Seems like there's a false assumption in there. The iPad in no way is so capable that you don't need a notebook. That's a fantasy world. I guarantee none of the engineers or accountants or anyone doing serious work at Apple HQ uses an iPad as their primary device. Maybe managers and execs who are mostly reading reports and responding to email and scheduling meetings. Hopefully that's just Phil Schiller using every opportunity to promote Apple products -- and not that people at Apple really actually believe the iPad in it's current state replaces a notebook. Even serious Apple fanboys like me don't believe that.

That's an interesting point for sure. I think he was talking more in the future state, given his use of the word "should" and not "is." I also think it doesn't make sense for the Apple people who do serious work to use an iPad exclusively when they have three+ levels of machines above that. It's like... well I could do my job on an iPad just fine... but there's a free fully loaded iMac in the warehouse behind me, so I'm going to use that. It does a better job at the same job.
 
Around 2001 I had this 'slade' thingy from HP, the TC1000. It was a pen based tabled with detachable, 360° rotatable keyboard. Much like the new MS Surface Book, only without touch and a little less performant. Going from meeting to meeting, the 'tablet' part was great for tracking email, reviewing documents, making notes, doing presentations etc. Adding or rotating the keyboard turned it into a full featured laptop. Great for working on emails, documents, presentations etc.

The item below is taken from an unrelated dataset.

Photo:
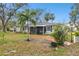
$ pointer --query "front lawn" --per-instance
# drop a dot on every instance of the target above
(15, 44)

Now I'm using a MacBook Air and iPad. Both are great and together they cover my needs but I would replace both in a heartbeat if Apple would come up with single device that follows the 'slade' concept.

Maybe something as 'simple' as an iPad Pro 'keyboard' that includes MacBook hardware without screen and batteries. Just keyboard, touchpad and mainboard. And a bit of software that makes it seamless to transition between Mac to iOS apps.